Of course Moran’s position is that almost all DNA is junk. Susumu Ohno had a similar realization back in 1972:
“the moment we acquire 10^5 gene loci, the overall deleterious mutation rate per generation becomes 1.0 which appears to represent an unbearably heavy genetic load… at the most, only 6% of our DNA base sequences is utilized as genes”
He gets up to 6% by assuming many genes are duplicates of one another. And by “genes” in this context he is talking about a functional region of DNA, not necessarily a sequence that is specifically protein coding.
[1] http://sandwalk.blogspot.com/2014/04/a-creationist-tries-to-understand.html
[2] http://www.junkdna.com/ohno.html
How can we be sure which is junk dna? I know I’m comparing apples to oranges here, so I need some help: In the past, scientists thought the appendix and the tonsils were not useful or necessary and were “left over” from a previous time. Then we discovered they are important for our immune system. So, how can we be sure about DNA being junk?

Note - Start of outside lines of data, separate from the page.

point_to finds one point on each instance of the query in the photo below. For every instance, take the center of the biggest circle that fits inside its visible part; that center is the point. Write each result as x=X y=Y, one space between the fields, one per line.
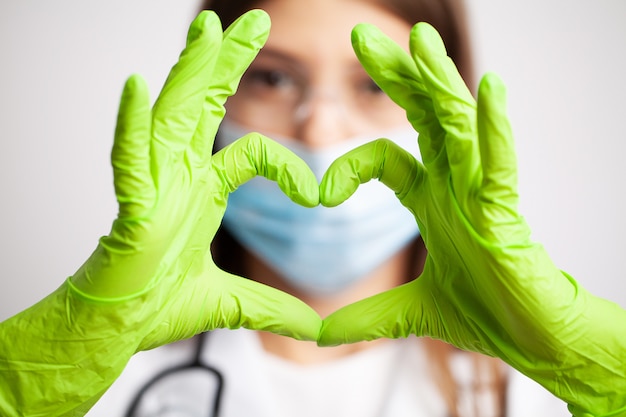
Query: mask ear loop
x=195 y=363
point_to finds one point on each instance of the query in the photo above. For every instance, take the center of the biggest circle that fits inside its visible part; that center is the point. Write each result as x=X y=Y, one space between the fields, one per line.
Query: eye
x=270 y=78
x=368 y=86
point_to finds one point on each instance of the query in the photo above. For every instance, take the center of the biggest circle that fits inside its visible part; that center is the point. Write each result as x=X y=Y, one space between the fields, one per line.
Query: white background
x=63 y=64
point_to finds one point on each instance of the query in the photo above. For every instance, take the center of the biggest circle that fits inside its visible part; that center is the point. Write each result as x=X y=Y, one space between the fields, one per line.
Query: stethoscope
x=195 y=364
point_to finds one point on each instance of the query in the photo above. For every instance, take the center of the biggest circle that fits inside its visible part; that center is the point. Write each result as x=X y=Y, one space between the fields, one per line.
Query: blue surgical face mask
x=319 y=250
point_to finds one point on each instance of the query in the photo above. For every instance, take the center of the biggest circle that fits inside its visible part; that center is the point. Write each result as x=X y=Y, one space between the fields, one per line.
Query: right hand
x=152 y=280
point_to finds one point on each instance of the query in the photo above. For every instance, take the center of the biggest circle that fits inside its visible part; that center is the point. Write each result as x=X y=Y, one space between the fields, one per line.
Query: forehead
x=321 y=28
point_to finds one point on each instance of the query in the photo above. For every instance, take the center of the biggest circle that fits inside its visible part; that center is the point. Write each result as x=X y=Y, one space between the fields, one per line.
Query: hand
x=486 y=286
x=152 y=280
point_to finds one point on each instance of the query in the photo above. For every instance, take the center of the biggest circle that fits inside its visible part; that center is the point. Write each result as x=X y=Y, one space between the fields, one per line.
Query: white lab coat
x=391 y=379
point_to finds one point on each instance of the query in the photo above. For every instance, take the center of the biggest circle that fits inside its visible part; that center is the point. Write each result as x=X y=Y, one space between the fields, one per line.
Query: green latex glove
x=152 y=280
x=486 y=286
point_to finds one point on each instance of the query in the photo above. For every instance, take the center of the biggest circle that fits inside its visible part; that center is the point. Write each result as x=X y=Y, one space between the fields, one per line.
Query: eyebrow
x=282 y=57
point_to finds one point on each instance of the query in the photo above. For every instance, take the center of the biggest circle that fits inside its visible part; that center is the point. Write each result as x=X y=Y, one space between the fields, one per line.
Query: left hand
x=152 y=280
x=486 y=286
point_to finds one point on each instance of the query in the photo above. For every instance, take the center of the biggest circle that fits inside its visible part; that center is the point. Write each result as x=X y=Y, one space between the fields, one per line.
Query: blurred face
x=307 y=84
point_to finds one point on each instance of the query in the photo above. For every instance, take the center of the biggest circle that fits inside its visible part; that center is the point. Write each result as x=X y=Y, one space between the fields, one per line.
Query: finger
x=496 y=144
x=179 y=106
x=130 y=155
x=255 y=154
x=392 y=68
x=453 y=104
x=381 y=159
x=385 y=315
x=242 y=41
x=250 y=304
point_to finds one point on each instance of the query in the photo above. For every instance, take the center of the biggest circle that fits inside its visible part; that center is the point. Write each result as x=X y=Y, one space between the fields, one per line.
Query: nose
x=322 y=119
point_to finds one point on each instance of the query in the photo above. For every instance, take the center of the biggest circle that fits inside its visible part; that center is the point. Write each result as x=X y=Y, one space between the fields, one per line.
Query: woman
x=307 y=90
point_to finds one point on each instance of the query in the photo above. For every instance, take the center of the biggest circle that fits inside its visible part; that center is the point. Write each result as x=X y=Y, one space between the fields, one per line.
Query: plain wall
x=64 y=64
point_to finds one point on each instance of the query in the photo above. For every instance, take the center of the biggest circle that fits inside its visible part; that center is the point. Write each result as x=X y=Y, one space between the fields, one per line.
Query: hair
x=450 y=19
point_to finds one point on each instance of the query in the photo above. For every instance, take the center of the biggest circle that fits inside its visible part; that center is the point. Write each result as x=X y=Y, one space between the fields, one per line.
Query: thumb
x=390 y=314
x=250 y=304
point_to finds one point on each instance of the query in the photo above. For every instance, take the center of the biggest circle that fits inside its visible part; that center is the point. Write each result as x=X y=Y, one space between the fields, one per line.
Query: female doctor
x=307 y=90
x=152 y=280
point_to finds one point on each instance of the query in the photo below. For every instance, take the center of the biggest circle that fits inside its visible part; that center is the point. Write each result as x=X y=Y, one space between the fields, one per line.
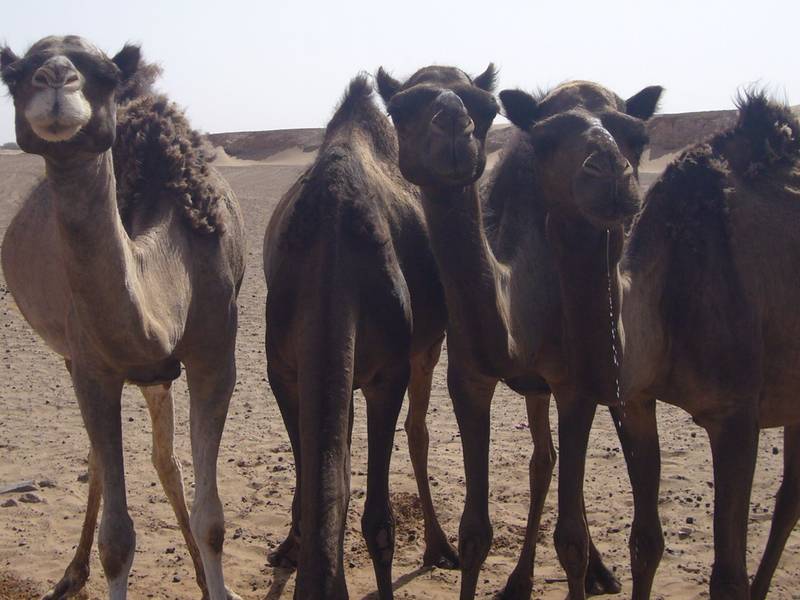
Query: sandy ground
x=42 y=438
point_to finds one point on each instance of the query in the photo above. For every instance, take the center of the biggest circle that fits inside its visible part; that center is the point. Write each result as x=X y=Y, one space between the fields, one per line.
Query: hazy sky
x=273 y=65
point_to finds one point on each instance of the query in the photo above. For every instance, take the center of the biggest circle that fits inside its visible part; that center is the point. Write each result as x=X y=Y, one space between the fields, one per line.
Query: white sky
x=269 y=64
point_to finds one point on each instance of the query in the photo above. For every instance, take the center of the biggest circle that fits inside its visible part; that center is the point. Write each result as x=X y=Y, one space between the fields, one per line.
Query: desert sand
x=42 y=439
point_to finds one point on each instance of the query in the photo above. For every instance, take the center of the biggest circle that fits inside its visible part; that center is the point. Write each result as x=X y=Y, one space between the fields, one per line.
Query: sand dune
x=42 y=437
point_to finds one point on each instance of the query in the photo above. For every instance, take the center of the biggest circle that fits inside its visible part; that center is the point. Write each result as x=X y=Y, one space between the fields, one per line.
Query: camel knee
x=117 y=544
x=571 y=540
x=646 y=546
x=474 y=540
x=729 y=582
x=165 y=463
x=377 y=527
x=543 y=461
x=208 y=525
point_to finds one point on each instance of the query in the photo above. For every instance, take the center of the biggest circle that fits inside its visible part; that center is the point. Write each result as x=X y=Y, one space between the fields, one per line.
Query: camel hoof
x=229 y=595
x=285 y=557
x=71 y=583
x=600 y=580
x=441 y=555
x=518 y=587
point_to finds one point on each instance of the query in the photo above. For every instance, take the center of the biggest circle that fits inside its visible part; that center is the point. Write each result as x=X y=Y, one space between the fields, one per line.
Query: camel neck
x=586 y=260
x=84 y=188
x=97 y=253
x=474 y=282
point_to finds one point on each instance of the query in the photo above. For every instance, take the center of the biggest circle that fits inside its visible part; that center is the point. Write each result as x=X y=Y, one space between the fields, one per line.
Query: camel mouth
x=56 y=115
x=56 y=131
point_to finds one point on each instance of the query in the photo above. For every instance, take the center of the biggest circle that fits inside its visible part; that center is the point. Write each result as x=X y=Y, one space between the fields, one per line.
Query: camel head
x=587 y=143
x=442 y=117
x=64 y=92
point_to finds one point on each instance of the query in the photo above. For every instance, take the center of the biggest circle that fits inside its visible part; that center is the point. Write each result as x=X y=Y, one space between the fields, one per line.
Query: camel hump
x=711 y=320
x=766 y=136
x=339 y=197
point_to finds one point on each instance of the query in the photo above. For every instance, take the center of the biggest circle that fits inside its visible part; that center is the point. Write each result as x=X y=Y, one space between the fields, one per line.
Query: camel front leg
x=575 y=416
x=438 y=551
x=384 y=399
x=284 y=388
x=162 y=414
x=77 y=573
x=520 y=583
x=787 y=512
x=98 y=394
x=210 y=389
x=599 y=578
x=638 y=433
x=472 y=397
x=734 y=444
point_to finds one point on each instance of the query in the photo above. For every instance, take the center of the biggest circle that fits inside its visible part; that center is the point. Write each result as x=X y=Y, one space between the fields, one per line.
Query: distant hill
x=260 y=145
x=668 y=134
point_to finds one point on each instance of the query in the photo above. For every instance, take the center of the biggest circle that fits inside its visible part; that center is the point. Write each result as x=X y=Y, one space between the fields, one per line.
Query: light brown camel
x=528 y=288
x=127 y=265
x=711 y=321
x=354 y=301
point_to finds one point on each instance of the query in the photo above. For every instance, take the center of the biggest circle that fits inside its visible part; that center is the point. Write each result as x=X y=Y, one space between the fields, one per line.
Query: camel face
x=587 y=148
x=64 y=94
x=442 y=118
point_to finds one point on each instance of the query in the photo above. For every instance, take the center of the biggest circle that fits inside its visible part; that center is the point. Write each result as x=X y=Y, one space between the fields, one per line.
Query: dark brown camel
x=354 y=301
x=527 y=289
x=711 y=322
x=127 y=261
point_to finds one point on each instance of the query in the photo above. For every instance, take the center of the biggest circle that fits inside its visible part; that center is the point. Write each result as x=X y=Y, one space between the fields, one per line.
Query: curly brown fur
x=766 y=136
x=140 y=83
x=156 y=152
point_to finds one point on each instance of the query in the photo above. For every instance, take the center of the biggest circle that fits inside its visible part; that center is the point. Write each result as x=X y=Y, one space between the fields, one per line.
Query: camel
x=127 y=259
x=528 y=285
x=354 y=301
x=710 y=325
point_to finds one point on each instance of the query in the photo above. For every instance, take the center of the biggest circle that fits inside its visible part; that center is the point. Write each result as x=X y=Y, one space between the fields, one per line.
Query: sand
x=42 y=437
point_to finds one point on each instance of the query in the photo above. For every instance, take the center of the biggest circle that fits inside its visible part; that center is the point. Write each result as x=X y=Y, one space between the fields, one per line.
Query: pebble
x=30 y=498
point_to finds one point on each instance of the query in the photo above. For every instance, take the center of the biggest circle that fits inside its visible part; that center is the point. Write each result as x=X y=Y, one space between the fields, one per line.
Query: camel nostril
x=596 y=166
x=453 y=122
x=627 y=168
x=40 y=79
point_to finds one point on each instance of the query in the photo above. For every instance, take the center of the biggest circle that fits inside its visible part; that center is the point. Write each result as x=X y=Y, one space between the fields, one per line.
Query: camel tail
x=326 y=361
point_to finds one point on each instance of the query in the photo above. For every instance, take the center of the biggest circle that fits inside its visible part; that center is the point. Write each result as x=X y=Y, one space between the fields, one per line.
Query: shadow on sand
x=401 y=581
x=281 y=576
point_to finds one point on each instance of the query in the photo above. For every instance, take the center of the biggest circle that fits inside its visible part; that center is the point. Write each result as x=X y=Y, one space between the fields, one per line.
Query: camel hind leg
x=438 y=550
x=210 y=388
x=284 y=388
x=520 y=582
x=384 y=400
x=787 y=512
x=161 y=407
x=77 y=573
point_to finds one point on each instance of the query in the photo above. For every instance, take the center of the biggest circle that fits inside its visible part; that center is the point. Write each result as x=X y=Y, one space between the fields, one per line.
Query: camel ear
x=388 y=86
x=520 y=107
x=644 y=104
x=487 y=80
x=127 y=60
x=7 y=59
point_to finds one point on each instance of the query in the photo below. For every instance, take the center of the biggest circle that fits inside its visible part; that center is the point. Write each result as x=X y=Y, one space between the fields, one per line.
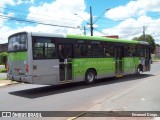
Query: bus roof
x=97 y=38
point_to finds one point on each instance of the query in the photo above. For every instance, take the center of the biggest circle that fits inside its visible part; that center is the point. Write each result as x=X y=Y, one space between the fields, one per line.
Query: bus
x=53 y=59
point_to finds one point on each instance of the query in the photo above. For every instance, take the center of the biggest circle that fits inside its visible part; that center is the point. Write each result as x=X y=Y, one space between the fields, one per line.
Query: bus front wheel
x=90 y=76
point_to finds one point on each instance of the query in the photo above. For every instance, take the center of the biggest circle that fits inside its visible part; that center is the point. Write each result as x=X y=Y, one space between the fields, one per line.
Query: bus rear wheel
x=90 y=76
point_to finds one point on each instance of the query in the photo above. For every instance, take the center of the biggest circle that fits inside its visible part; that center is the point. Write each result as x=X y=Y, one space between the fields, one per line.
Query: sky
x=125 y=18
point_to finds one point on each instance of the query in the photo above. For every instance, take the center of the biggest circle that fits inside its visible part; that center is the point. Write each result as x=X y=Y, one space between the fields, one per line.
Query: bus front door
x=65 y=53
x=118 y=56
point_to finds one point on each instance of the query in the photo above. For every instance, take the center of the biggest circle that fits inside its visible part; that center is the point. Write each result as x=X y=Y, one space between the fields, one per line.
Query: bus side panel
x=46 y=71
x=17 y=64
x=130 y=65
x=105 y=67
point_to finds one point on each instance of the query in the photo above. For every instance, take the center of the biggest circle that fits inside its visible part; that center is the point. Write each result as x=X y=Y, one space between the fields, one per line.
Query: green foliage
x=148 y=38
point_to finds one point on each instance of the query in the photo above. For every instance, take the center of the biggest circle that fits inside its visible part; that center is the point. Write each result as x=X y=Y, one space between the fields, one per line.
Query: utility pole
x=84 y=30
x=91 y=21
x=144 y=29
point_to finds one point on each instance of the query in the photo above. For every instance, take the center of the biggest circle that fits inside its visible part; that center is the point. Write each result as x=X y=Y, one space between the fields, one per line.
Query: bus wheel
x=90 y=76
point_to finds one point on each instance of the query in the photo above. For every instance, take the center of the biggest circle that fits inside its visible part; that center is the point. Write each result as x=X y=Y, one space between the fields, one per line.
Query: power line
x=33 y=22
x=37 y=14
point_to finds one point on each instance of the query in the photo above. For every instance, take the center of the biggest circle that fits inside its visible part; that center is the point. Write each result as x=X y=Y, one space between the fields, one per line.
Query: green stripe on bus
x=15 y=56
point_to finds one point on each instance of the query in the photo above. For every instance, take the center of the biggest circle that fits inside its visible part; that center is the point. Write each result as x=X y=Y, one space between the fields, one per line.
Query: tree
x=3 y=57
x=148 y=38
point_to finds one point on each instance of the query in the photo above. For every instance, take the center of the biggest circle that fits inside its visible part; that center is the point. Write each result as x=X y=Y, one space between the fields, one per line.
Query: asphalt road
x=79 y=97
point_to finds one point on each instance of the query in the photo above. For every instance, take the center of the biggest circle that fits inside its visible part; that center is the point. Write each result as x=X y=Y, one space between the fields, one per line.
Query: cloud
x=133 y=9
x=24 y=1
x=3 y=3
x=130 y=28
x=59 y=12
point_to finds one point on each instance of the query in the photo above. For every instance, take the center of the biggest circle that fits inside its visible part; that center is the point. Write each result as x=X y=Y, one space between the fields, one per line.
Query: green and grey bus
x=52 y=59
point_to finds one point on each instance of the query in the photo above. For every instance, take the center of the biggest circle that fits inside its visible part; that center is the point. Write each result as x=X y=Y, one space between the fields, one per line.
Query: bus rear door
x=119 y=62
x=65 y=53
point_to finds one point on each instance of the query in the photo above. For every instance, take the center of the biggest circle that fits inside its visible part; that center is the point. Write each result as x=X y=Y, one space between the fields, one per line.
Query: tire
x=90 y=76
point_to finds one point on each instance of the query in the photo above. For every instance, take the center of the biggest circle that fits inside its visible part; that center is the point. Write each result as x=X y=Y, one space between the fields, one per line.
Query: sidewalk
x=7 y=82
x=144 y=96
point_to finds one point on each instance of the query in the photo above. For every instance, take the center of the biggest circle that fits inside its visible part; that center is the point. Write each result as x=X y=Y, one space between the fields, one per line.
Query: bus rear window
x=17 y=42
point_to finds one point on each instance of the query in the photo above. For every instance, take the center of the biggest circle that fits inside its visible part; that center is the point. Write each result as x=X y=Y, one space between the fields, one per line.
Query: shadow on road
x=51 y=90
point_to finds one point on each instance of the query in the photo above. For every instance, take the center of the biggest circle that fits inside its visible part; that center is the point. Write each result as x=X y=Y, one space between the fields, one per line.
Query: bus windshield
x=17 y=42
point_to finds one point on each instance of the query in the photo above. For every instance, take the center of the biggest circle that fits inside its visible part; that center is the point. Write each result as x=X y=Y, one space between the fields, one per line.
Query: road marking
x=73 y=118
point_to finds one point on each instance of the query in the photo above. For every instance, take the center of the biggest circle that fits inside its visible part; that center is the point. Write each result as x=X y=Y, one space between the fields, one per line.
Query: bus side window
x=43 y=48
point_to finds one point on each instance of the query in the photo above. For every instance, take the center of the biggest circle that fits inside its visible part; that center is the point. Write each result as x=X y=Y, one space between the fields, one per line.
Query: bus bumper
x=26 y=79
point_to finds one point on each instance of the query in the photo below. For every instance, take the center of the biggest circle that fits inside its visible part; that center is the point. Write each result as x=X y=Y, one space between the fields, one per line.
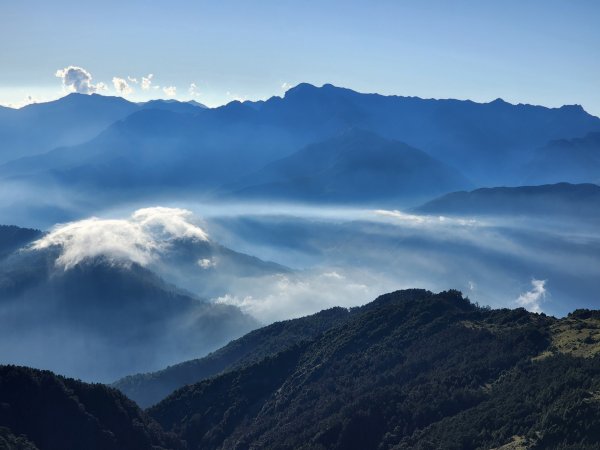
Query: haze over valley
x=284 y=226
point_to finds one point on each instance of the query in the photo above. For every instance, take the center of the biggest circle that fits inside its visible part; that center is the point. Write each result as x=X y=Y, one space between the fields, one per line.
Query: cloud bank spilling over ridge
x=137 y=239
x=122 y=86
x=77 y=79
x=532 y=299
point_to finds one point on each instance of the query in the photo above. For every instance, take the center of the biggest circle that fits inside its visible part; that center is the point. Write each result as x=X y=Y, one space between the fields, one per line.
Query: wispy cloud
x=146 y=82
x=532 y=299
x=77 y=79
x=122 y=86
x=138 y=239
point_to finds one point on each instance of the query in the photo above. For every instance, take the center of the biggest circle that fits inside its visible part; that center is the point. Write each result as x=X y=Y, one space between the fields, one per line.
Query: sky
x=527 y=51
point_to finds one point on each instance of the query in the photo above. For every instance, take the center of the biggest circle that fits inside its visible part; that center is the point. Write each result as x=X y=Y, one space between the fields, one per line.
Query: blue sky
x=541 y=52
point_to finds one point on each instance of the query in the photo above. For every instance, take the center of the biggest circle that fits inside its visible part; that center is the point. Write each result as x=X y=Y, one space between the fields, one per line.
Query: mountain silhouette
x=570 y=201
x=355 y=167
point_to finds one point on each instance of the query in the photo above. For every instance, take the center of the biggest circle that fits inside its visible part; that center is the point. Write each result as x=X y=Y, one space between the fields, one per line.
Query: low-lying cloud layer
x=77 y=79
x=532 y=299
x=138 y=239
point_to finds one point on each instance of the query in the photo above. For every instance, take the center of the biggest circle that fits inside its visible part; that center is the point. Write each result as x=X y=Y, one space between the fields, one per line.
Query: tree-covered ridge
x=148 y=389
x=43 y=411
x=410 y=370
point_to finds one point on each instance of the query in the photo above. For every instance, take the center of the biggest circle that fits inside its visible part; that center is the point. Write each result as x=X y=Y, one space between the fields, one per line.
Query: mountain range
x=73 y=119
x=303 y=146
x=562 y=200
x=100 y=317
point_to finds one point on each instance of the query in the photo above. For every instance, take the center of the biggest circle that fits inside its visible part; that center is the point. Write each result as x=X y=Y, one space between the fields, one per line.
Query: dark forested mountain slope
x=43 y=411
x=573 y=160
x=357 y=166
x=148 y=389
x=574 y=201
x=410 y=370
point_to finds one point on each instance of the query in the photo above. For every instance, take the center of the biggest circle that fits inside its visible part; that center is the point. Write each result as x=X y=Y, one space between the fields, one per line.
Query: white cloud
x=193 y=90
x=532 y=300
x=147 y=82
x=170 y=91
x=138 y=239
x=280 y=297
x=206 y=263
x=77 y=79
x=121 y=86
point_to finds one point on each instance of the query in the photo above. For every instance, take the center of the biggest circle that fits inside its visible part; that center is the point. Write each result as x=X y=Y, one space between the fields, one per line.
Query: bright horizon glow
x=540 y=52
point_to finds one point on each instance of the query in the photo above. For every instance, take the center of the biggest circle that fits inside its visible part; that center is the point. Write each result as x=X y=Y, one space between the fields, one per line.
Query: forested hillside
x=412 y=370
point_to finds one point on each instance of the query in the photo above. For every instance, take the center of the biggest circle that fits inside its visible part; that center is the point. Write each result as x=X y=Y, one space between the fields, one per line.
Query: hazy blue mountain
x=99 y=320
x=165 y=151
x=190 y=107
x=570 y=201
x=354 y=167
x=70 y=120
x=149 y=388
x=572 y=160
x=44 y=411
x=411 y=370
x=486 y=141
x=73 y=119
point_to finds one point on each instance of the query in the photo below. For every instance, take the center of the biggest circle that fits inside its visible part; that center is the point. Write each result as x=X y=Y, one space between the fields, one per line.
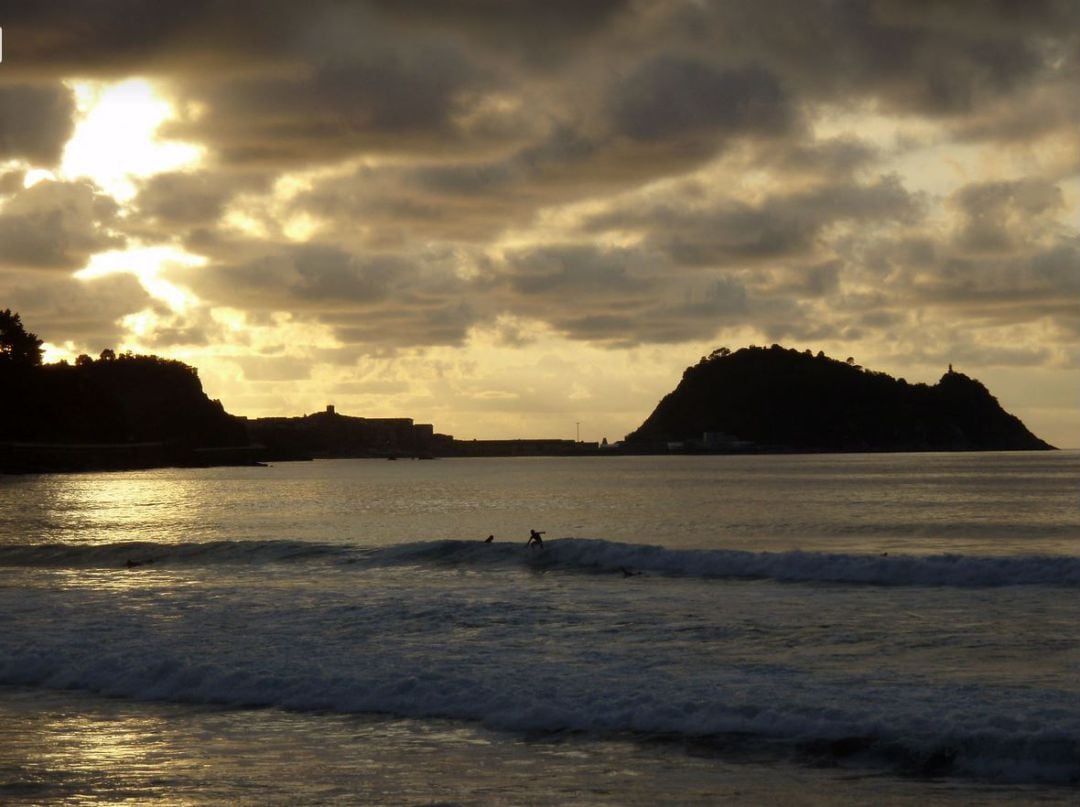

That is an issue, Cher. A small percentage of DNA codes for proteins, and that is easy to determine. Sometimes, scientists can determine how a stretch of DNA that doesn’t code for proteins works, such as what was done with introns and how they do alternative splicing. Other times, we can show that a stretch of DNA that was thought to be broken actually isn’t broken, such as what has been done with some pseudogenes. However, teasing out the specific function of each stretch of DNA will take a long, long time. What ENCODE did instead was to see what stretches of DNA were translated into messenger-RNA and exported from the nucleus. Their argument is that the cell wouldn’t spend the effort and energy on that process if the stretch of DNA wasn’t used. Thus, by searching for the messenger-RNA that exists outside the nucleus and connecting it to a stretch of DNA, you can at least determine what stretches of DNA are read by the cell and taken out of the nucleus. Assuming that means functionality, you can determine what parts of the genome are functional.
It does seem that evolutionists need something besides a pure Neo-Darwinian explanation. I’m surprised there aren’t more scientists suggesting a cognisant genome. If I were an evolutionist, who refused to explore the idea of a Creator, I would lean towards this idea.
If I were not a Creationist I would contend life, in and of itself, has the ability to problem solve. This is an inherent quality of biological systems down to the smallest parcel. Life is not accidentally solving problems, it is purposefully doing so.
You might be interested in Perry Marshall’s book Evolution 2.0 – he seems to be suggesting something in that direction and seems to think that more scientists are beginning to think this way, i.e the recent “Royal Society” conference about “new trends in biological evolution”.
Of course, as Marshall himself illustrates, it’s hard to recognize these problem-solving abilities (i.e. as Dr. Wile suggests, “Perhaps the human genome is more resilient than he thinks”) without also recognizing their implications for a purposeful Creator – even within an evolutionary framework.
Indeed if life had the ability to engineer itself it would point EVEN more towards design (because it would be not only a program, but a program who write programs, which is even more complex), indeed towards exquisite and ingenious design.
Dr. Wile,
I want to let you know how much I enjoy your blog. I don’t often comment, as I don’t feel I have much to add to the discussion, but I do look forward to and read each post. Thank you.